Renewed violence between Muslim and Christian communities in the Central African Republic has killed at least 36 people and wounded at least 80 more, according to hospital workers.
Sporadic gunfire could be heard in the capital, Bangui, on Monday, with journalists also citing multiple reports of widespread looting in the city, suggesting that tensions that began on Saturday had yet to subside.
On Sunday, Doctors without Borders (MSF) said in a statement that their teams working in the city's Mpoko camp, Castor hospital and Hopital General had been pressed to activate mass-casualty plans to cope with an influx of the injured.
"In total MSF received 75 wounded patients, and the teams stabilised patients and performed 15 surgeries," MSF said.
Emmanuel Lampaert, MSF head of mission in Central African Republic, said: "It's very sad to see violence of such a scale occur once again, as we haven't experienced anything like this since October last year.
"All our teams in Bangui were mobilised and have worked intensively to provide care to those who were wounded.
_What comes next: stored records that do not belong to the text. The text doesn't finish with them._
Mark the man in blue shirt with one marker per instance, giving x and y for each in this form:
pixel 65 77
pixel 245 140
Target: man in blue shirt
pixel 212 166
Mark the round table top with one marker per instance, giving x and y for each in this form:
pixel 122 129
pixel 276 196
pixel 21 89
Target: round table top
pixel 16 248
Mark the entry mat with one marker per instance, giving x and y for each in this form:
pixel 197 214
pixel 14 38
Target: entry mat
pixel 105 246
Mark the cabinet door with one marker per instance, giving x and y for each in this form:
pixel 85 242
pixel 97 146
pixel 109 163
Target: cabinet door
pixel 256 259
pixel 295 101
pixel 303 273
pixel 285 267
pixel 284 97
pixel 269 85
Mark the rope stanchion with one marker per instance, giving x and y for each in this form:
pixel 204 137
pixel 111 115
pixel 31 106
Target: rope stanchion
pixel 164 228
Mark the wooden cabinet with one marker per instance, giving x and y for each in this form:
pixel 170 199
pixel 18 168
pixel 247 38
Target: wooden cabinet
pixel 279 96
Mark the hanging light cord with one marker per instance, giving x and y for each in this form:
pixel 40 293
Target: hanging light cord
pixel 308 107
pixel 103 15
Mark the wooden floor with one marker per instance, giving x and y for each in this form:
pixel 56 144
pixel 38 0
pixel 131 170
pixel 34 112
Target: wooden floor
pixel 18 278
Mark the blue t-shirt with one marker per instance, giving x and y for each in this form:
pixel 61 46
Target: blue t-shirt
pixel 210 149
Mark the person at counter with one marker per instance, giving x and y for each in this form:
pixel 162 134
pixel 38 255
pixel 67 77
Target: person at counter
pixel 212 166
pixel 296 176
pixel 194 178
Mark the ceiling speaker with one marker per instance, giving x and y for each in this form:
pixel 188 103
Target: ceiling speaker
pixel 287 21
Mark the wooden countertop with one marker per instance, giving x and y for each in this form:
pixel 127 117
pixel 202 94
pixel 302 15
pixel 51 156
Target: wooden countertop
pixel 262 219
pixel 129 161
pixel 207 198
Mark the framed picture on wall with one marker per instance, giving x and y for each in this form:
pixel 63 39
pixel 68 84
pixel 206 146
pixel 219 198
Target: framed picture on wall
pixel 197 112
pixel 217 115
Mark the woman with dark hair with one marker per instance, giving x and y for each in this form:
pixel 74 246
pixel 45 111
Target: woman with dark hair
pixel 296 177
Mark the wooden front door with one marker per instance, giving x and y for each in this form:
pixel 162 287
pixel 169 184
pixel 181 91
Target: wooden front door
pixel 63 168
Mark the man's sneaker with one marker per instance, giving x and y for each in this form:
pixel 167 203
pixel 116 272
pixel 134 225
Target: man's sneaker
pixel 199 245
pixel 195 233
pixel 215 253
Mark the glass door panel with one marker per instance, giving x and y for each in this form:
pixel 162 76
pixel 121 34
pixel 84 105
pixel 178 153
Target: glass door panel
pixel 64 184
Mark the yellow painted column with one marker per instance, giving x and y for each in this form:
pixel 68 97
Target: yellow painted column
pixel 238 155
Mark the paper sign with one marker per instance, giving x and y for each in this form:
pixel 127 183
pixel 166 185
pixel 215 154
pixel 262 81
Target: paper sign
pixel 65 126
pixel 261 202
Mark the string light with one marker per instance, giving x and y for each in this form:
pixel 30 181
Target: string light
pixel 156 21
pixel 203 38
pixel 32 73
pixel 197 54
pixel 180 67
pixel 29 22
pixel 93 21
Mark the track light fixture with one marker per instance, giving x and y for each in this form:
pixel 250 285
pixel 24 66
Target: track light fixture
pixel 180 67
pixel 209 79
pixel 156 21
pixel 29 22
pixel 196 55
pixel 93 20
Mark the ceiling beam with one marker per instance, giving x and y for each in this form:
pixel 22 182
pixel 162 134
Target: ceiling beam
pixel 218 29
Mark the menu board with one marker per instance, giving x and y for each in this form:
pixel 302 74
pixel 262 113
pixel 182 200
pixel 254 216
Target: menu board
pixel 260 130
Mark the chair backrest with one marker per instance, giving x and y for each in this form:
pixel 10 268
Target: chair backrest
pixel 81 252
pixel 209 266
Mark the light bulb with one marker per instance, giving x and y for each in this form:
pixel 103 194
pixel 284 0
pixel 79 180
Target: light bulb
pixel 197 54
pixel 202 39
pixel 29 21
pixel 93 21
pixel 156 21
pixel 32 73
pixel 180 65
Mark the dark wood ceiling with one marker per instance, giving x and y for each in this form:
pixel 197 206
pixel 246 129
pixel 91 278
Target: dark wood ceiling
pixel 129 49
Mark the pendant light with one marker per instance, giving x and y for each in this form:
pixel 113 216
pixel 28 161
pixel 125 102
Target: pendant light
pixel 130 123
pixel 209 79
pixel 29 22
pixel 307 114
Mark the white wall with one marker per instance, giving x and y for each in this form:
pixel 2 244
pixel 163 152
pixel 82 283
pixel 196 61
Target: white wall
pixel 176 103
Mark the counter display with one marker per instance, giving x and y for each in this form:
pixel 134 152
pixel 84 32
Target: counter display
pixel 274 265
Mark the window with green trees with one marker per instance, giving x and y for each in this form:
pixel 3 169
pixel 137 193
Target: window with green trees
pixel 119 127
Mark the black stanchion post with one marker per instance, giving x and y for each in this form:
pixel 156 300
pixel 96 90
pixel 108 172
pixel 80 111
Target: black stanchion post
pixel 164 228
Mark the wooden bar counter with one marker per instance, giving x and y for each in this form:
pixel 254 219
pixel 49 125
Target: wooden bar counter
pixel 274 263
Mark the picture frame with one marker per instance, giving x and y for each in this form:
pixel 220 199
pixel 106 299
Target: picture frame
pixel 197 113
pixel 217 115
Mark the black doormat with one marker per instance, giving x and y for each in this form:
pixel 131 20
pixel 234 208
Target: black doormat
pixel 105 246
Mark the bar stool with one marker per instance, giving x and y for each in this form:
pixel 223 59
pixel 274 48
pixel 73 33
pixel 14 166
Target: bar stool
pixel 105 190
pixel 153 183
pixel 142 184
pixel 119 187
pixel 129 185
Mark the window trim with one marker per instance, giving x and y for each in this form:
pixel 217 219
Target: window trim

We continue to monitor the situation closely in case violence would erupt again."
Ousmane Abakar, a Muslim community leader, said fighting began early on Saturday as Muslims attacked a Christian neighbourhood in Bangui after the body of a Muslim man was left near a mosque.
The government on Sunday announced a 6pm to 6am curfew to curtail the violence.
Earlier on Sunday, Christian anti-Balaka militia members were on the streets, retaliating for the previous day's violence.
Tear gas used
Sunday's clashes were aimed at derailing elections scheduled to take place next month, the government said.
Angry young men used tree trunks to block Bangui's main arteries early on Sunday.
Soldiers from the UN peacekeeping mission, MINUSCA, fired tear gas at crowds in an unsuccessful attempt to clear the roads.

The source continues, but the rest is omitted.